Del resto anche nella sua famiglia d’origine si rispondeva come si poteva ai colpi di scena della vita e degli affetti. Tomaso, il padre del regista, è giornalista, originario di Ostiglia, il paese del Mantovano da cui proviene anche Arnoldo Mondadori. Anzi, i due all’inizio sono soci: fondano La Sociale, casa editrice da cui scaturirà successivamente l’Arnoldo Mondadori editore. Poi diventano cognati, poiché Andreina, la sorella di Tomaso, sposerà Arnoldo. Casa Mondadori sarà sempre accogliente verso i sei figli (due, Giorgio e Silvana, nati fuori del matrimonio) sparsi da Tomaso per il mondo. I rapporti tra i fratelli sono scarsissimi: tanto che a una prima il regista, ormai celebre, viene festeggiato con insolito affetto da un uomo che non conosce. Stupito gli chiede chi è, e questo: «Ma come? Sono Furio, tuo fratello!».
In compenso il cugino Alberto Mondadori sarà al suo fianco quando, prima di approdare a Roma, pubblica la rivista Camminare (con redazione nello scantinato milanese di casa Mondadori) e poi realizza il suo primo lungometraggio I ragazzi della via Pal, presentato nel 1935 a Venezia, nella sezione «Giovani».
Geniale, burbero («era il re dell’understatement, che io chiamo pudore» diceva di lui Suso Cecchi d’Amico), ama fare cinema «perché non è stare soli, davanti a un foglio», ma scaraventa senza remore divi e divine capricciosi. In compenso pilota istrioni come Gassman e Sordi e non perde la rotta quando Totò e Fabrizi - amici ma competitivi - davanti alla cinepresa di Guardie e ladri giocano a improvvisare, per vedere se l’altro sa stare al passo.

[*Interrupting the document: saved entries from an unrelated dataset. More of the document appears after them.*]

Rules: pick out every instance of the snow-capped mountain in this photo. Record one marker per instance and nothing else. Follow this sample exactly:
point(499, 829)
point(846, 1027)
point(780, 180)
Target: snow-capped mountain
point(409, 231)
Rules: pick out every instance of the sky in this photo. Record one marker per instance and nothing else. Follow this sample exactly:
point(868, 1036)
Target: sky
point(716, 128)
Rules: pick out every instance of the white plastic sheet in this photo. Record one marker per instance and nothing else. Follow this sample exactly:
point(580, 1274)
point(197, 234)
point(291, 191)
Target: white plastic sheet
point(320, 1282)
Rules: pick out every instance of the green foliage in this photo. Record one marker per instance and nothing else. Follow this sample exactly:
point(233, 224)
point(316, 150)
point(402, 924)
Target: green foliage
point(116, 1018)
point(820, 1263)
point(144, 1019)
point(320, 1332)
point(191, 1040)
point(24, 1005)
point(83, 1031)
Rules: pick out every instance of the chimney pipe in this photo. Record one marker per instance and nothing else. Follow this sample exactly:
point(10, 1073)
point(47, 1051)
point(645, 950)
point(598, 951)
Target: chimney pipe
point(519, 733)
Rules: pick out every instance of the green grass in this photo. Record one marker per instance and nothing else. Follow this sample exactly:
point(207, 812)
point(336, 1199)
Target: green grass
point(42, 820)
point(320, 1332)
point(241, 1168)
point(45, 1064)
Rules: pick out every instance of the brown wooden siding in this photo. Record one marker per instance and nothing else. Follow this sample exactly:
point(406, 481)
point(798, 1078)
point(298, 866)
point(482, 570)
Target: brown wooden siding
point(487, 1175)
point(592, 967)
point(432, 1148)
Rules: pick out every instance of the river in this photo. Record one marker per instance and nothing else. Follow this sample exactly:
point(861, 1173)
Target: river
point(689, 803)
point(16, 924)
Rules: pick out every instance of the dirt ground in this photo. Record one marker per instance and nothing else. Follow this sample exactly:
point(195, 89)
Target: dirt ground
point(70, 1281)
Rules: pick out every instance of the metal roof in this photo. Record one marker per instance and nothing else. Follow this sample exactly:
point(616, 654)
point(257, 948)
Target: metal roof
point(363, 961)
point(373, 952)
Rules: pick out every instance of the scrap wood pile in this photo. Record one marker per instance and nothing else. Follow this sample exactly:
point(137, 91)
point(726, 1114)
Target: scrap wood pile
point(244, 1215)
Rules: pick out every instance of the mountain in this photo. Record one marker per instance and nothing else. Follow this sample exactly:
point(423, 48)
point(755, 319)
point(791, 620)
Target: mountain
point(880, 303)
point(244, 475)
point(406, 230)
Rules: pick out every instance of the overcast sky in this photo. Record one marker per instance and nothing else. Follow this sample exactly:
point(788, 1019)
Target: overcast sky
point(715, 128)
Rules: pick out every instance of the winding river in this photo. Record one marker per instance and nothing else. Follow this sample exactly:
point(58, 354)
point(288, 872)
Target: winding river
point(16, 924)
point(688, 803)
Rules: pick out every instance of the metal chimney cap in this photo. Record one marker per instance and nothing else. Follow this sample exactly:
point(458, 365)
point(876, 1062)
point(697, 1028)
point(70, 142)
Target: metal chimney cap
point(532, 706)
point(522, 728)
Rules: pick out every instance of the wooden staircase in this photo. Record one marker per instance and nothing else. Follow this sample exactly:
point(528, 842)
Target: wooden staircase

Monicelli ama procedere controcorrente: a 85 anni, quando gli altri anziani vengono accolti in comunità, decide di andare a vivere da solo. Dirige l’ultimo film a novant’anni, collaborando con registi giovanissimi. Sa andare, in ogni cosa, fino in fondo, e coglie così l’oscenità del potere, la brutalità della guerra, la tragedia che sta accanto alla commedia. Da quando suo padre si è ucciso sa che l’ombra della morte cammina accanto a ogni vita, ai sorrisi e alle lacrime di ogni giornata. Per questo, dice, la vita va vissuta sino in fondo: fino a quando «non smette di essere vera e dignitosa».